Eating Disorders often appear in the media and have touched many personally. At one extreme they are trivialised as vanity or a lifestyle choice, and at the other cause alarm due to high profile deaths. Effective psychological treatments are available and the majority of young people recover if they get high quality care early enough. Dr. Nicholls will describe the characteristics of eating disorders, as well as outlining disturbances of eating behaviour that would not be classified as eating disorders. Once established, eating disorders can have a profound effect on young people and on their families. This talk will focus on the early signs of eating disorders, risks for developing eating disorders, and how parents can help if they recognise these difficulties in their child. Dr Nicholls will touch on the latest research about what makes one child vulnerable to developing an eating disorder when another child from the same family and in the same environment may not. The sorts of treatment that a young person should expect will also be outlined, along with pointers to useful sources of support.
Who is this event for?
This talk is primarily for parents of children age eight and above who are interested in increasing their awareness of this issue. It will also be of interest to all those who work with children and adolescents. The talk will not cover other types of eating difficulties such as fussy or picky eating.

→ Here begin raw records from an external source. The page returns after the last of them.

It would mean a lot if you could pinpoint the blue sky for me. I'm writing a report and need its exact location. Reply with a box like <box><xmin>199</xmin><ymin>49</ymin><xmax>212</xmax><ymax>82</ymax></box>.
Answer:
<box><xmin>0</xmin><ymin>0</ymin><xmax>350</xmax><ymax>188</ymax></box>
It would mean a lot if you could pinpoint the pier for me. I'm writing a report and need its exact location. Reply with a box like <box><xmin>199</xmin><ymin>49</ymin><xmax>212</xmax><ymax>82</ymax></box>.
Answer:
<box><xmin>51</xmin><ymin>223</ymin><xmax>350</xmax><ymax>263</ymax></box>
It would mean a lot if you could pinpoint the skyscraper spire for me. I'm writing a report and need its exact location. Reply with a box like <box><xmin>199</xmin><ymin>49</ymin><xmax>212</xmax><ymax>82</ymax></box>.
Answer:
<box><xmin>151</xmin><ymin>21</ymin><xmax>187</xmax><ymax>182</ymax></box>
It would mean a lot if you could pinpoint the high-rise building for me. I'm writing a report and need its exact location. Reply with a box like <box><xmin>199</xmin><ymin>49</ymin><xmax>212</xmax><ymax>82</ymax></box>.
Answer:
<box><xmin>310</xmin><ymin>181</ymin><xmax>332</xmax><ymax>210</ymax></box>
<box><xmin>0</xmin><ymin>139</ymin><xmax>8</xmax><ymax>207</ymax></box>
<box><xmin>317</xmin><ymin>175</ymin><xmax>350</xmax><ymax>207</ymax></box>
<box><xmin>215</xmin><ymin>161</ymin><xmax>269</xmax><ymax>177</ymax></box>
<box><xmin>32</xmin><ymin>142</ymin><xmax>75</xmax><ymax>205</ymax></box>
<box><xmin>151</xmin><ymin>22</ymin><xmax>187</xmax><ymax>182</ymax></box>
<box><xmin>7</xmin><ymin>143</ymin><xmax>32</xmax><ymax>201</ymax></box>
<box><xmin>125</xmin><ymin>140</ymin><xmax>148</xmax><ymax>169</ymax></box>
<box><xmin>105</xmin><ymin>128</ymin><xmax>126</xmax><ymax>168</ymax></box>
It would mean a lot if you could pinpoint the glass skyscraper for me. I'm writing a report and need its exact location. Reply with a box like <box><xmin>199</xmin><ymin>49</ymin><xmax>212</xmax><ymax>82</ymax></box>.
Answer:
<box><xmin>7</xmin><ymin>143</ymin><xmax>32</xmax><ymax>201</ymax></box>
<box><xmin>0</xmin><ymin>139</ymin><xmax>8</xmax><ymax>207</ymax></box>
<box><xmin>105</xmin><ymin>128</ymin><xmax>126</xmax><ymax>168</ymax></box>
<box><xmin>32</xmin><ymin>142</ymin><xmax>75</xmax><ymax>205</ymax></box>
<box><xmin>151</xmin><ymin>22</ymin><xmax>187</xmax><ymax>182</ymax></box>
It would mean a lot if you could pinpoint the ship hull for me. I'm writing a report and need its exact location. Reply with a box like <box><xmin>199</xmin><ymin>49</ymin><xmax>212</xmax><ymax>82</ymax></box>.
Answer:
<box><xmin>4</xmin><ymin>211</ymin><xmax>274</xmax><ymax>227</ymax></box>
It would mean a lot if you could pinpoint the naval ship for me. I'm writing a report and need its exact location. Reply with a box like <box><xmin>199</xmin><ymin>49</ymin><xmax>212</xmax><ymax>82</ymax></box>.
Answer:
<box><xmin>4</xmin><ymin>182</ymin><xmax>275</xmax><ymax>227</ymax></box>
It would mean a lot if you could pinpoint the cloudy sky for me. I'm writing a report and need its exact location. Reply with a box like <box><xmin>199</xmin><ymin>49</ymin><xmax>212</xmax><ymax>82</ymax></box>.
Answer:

What parents will gain from the event
- An understanding of the types of eating disorder and knowledge of how they differ from ‘normal’ concern about eating, weight and shape
- Recognition of the early signs of disordered eating behaviour and how to respond
- An understanding of some of the factors that may keep an eating disorder going once it has developed
- Knowledge about the types of effective psychological treatment that are available
- Knowledge of who to contact and where to turn if you need more help
About our speaker
Dr Dasha Nicholls is a Reader in Child and Adolescent Psychiatry at Imperial College London and works as a Consultant Child and Adolescent Eating Disorders Psychiatrist in London and Bedfordshire. Previously she co-led the Feeding and Eating Disorders service (FEDS) at Great Ormond Street Hospital. Her clinical work is concerned with feeding and eating disorders in children and adolescents, including early onset eating disorders, avoidant restrictive food intake disorders, and child and adolescent obesity. She has published over 60 research articles and book chapters and is actively engaged in lecturing and teaching. She is Past President of the Academy of Eating Disorders, was Chair of the Junior MARSIPAN group, is a member of the NICE Guideline Committee and Expert Reference Group, and is chair of the Eating Disorders Faculty of the Royal College of Psychiatrists.